How California drought became ammunition in climate policy debate
California’s drought is giving the usually-partisan debate about climate-change deniers a harder and more practical edge, as Gov. Jerry Brown demonstrated on 'Meet the Press.'
| Los Angeles
California Gov. Jerry Brown took aim at two of the GOP’s brightest lights and their position on climate policy during his appearance on “Meet the Press” Sunday. His ammunition: the havoc that a four-year drought continues to wreak on the state of California.
California has long been a frontrunner in environmental legislation, leading the way for the rest of the United States. But in recent years, the Golden State also has become a sentinel for the effects that climatic shifts can have on an entire region. Less than a week after unveiling a $1 billion emergency drought relief package for the state, the governor lashed out at prominent Republicans for actively actively opposing efforts undertaken by the Obama administration to curb climate change.
Governor Brown didn’t directly attribute the state’s current weather conditions to climate change but said the extended drought is the kind of event that climate change is making “absolutely inevitable in the coming years and decades.”
Climate scientists have long warned that changing climate will bring more frequent and intensified weather events, from droughts and heat waves to hurricanes and blizzards.
However, Brown lends a different level of credibility to the discussion as an experienced environmental policymaker who has led California through its worst drought in history, says Barbara O’Connor, director emeritus of the Institute for Study of Politics and Media at California State University in Sacramento.
“Brown has very ably raised the stakes on this debate at a time when it is sorely needed,” Dr. O’Connor says.
She points out that Brown was one of the prime movers behind the original 1970 Clean Air Act, which tackled air pollution on a national level.
During his “Meet the Press” appearance, Brown criticized Senate majority leader Mitch McConnell (R) of Kentucky for urging governors to defy federal directives to reduce carbon emissions from power plants.
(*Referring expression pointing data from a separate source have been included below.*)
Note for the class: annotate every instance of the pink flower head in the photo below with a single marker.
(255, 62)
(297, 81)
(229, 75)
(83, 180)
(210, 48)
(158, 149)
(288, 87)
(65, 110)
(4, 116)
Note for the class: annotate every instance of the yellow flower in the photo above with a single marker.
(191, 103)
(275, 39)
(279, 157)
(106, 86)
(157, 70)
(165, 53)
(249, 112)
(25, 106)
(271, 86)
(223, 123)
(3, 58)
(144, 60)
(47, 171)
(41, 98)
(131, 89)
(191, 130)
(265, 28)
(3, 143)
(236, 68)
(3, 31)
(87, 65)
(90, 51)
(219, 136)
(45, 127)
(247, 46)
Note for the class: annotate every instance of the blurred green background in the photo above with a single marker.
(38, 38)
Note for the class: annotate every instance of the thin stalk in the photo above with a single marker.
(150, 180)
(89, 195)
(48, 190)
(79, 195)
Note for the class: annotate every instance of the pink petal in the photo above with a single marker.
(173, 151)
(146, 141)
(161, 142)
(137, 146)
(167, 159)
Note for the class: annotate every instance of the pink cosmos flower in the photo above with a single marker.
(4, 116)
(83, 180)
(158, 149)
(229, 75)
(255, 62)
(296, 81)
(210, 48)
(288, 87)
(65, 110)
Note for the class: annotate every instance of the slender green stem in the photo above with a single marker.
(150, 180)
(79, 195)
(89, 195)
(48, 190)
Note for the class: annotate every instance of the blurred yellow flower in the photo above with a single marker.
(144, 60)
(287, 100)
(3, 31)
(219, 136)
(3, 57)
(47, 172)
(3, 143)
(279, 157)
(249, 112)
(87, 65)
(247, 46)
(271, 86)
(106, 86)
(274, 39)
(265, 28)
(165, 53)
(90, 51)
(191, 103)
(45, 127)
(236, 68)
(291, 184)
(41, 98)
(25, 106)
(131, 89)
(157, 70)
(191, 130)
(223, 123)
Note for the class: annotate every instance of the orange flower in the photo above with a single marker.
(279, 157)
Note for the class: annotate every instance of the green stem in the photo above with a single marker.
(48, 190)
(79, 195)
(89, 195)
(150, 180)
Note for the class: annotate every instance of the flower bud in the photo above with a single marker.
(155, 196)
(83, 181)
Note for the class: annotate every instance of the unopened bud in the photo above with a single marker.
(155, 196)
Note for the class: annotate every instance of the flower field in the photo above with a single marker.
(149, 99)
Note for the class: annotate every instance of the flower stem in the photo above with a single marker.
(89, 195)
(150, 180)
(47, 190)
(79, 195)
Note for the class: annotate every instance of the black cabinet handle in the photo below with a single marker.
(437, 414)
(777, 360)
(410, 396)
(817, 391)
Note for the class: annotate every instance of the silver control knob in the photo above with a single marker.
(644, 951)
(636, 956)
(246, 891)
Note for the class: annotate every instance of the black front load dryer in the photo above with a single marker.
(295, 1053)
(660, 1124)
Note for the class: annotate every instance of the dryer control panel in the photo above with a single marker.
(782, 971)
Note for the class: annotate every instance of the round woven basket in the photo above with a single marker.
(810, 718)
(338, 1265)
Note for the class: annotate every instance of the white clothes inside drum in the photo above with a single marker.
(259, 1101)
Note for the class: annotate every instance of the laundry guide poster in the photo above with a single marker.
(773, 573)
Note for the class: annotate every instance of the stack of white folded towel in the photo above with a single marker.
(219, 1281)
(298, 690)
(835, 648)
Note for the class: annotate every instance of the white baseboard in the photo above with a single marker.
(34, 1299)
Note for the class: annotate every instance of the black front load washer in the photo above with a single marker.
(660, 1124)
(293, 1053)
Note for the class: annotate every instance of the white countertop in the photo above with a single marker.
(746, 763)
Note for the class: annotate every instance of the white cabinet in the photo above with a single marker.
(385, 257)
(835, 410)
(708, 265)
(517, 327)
“President Obama is taking some important steps,” Brown said. “And to fight that, it borders on the immoral.”
Brown said Senator McConnell was “representing his coal constituents” and putting at risk “the health and well-being of America.”
“You can’t just sit around and engage in rhetoric because some of your donors and your constituents are saying, 'Well, we want to make a profit,’ ” Brown said. “The coal companies are not as important as the people of American and the people of the world.”
Brown also had words for Sen. Ted Cruz (R) of Texas, who announced his presidential campaign Monday.
“That man betokens such a level of ignorance and a direct falsification of existing scientific data, it’s shocking,” Brown said. “And I think that man has rendered himself absolutely unfit to be running for office.”
While environmentalists have applauded Brown’s barbed attack, some observers question whether his choice of words could be turning off the very people he needs to influence if he hopes to exact change.
“When you question someone’s fitness or morality, you are shutting off any chance for constructive dialogue with that person,” says Jack Pitney, professor of government at Claremont McKenna College in California. “Real deliberation would focus on the substance of the issue, not the alleged character defects of the other side.”
Others suggest that Brown’s use of the term “immoral” may have been a deliberate appeal to important elements of the evangelical movement, which has been increasingly mobilizing around climate change.
“Young voters care about it. Latino voters care about it. Educated urbanites care about it. The political cost of inaction is increasing,” says Paul Steinberg, professor of political science at Harvey Mudd College and author of the book, "Who Rules the Earth?"
But some Americans, for their part, may see Brown’s "Meet the Press" comments as being just as partisan as those by politicians he was taking to task, says Villanova political scientist John Johannes.
McConnell and Brown “are talking past each other; two ships passing in the night, each with his own destination,” Dr. Johannes says.